Sustainability has always been, and should be, an important topic. It reflects long-term success, which is essential for the survival and progress of any company or society. Our prehistoric genes have instilled in us a tendency to prioritize immediate profit. It used to mean a good hunt and food on the plate for our distant ancestors, but has evolved to short-term shareholder value in the modern era for many. As a result, growth focus and lack of information often blindsides one to negative repercussions of one’s actions over the longer term. Sooner or later though, the costs become apparent and turn our attention to matters of sustaining our growth.

Today, we are staring at mounting costs – from climate change to food and water insecurity. Tackling these has proven challenging because of systemic issues tied to our growth – fossil fuel dependency, growing population and stock market dynamics being chief among them. How is a company supposed to prioritize sustainable behavior if doing so can lead to overnight drop in its share price, a loss of competitiveness and risk to jobs? Yet, it must be done to mitigate growing issues to our society and livelihood. This complexity is what makes sustainability an important topic today.

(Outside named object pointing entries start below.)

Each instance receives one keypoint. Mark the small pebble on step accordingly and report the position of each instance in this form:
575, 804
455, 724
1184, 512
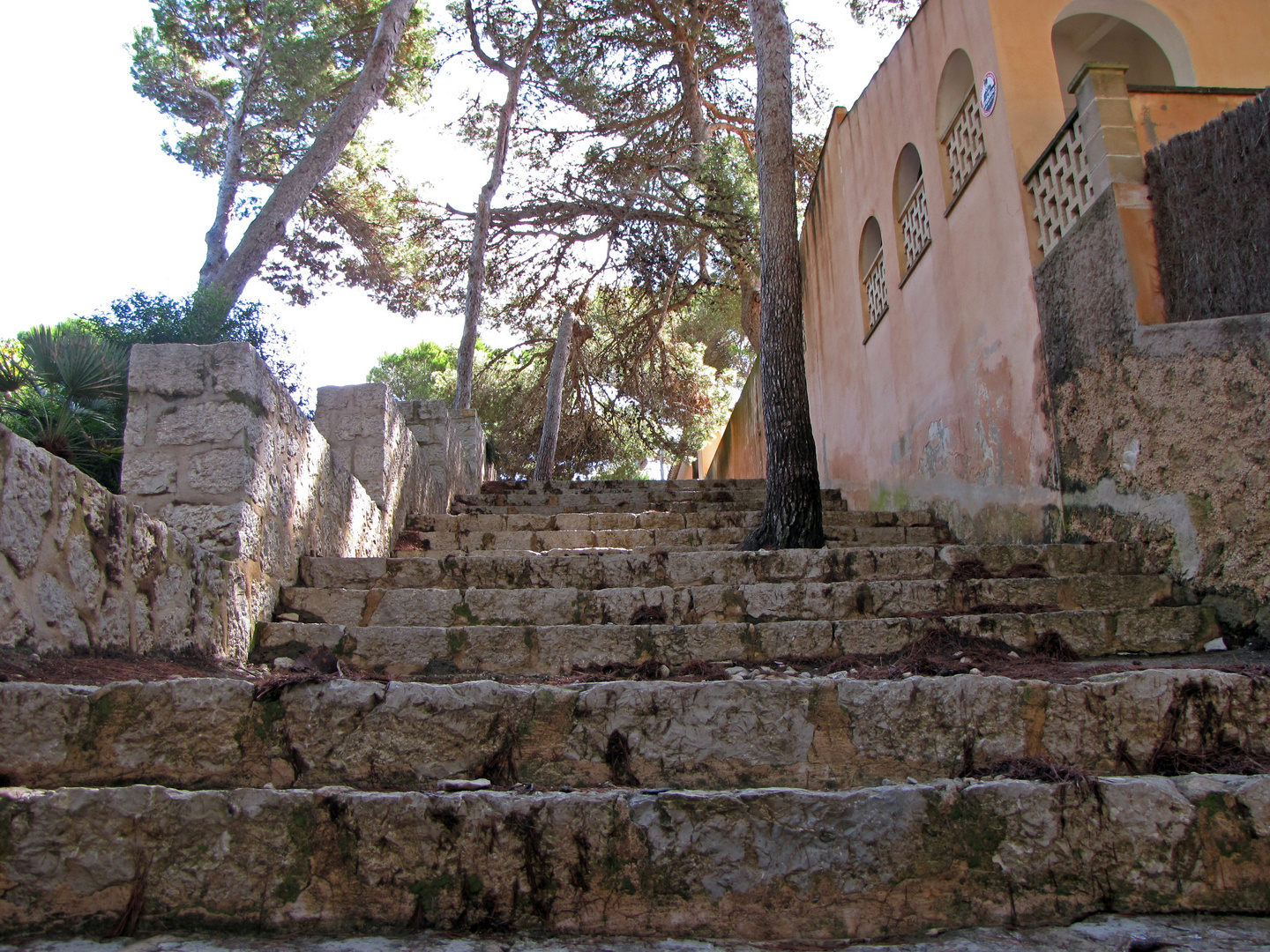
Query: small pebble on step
455, 786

What do you envision your industry looking like in ten years?

I work in the technology industry – specifically, the AI solution and services industry. In ten years, I believe this industry nomenclature will have evolved because AI will have been applied to most software in the market, and services rendered in that space will fall under IT consulting or customer support. Nonetheless, the challenge within this space, as with Deep Learning models, is that it requires vast amounts of dataset and processing time. While Generative AI has addressed the latter, the former limitation would likely have been resolved in ten years. We will instead arrive at the challenge of reducing the energy consumption involved in more advanced tech like Blockchain applications or IoT systems.

While greater use of renewable energy would help make that cost more sustainable, it is also where we come back to a need and likelihood of renewable energy exchange being needed between net producers and net consumers. Secondly, AI’s innate ability of pattern recognition will have also educated us on the inherent dynamics of Nature – from pollination and food chain dependencies to weather patterns, to disease and pest prevention. That would allow us to markedly improve the protection and resurgence of our ecosystems. In fact, the challenge here would be to avoid its misuse or over-interference in natural processes that could once again risk having unforeseen consequences. For instance, while CRISPR can help cure genetic diseases, genetically engineering babies can also go out of control.

Malay, thank you for joining us and sharing your background in AI and Sustainability.